What differentiates Rio Grande LNG from other US Gulf Coast export terminals?

NextDecade has paired the Rio Grande LNG terminal with a proposed carbon capture and storage facility, targeting over 90 percent reduction in permitted Scope 1 and 2 emissions. This design is specifically pitched to meet the procurement requirements of European utilities and Asian buyers facing tightening methane regulations. The carbon capture component remains subject to separate permitting and final investment decision.

Who are the primary offtakers for NextDecade's LNG?

Binding long-term sale-and-purchase agreements have been signed with TotalEnergies, Shell, ENGIE, China Gas Holdings, ExxonMobil, and Guangdong Energy, among others. Most contracts follow a 20-year free-on-board structure, transferring title at the Brownsville terminal. The offtaker base is split between Asian utilities and European integrated energy companies.

How was the Rio Grande LNG Phase 1 project financed?

Phase 1 (Trains 1–3) reached financial close in July 2023 with $18.4 billion in total project financing, one of the largest greenfield energy infrastructure debt packages in US history. The lender group comprised over 30 commercial banks and export credit agencies. Global Infrastructure Partners invested approximately $500 million in NextDecade equity to support the development (per the firm's SEC filings, 2023).

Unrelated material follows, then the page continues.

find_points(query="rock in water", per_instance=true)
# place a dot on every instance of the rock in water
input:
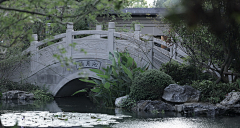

Is NextDecade structured as a family office or a public company?

NextDecade Corp is a publicly traded entity listed on the NASDAQ under the ticker NEXT. It is not a family office and has no single-family wealth origin. Institutional and retail shareholders own the firm, making its governance and disclosure obligations subject to SEC regulations appropriate for a public LNG developer.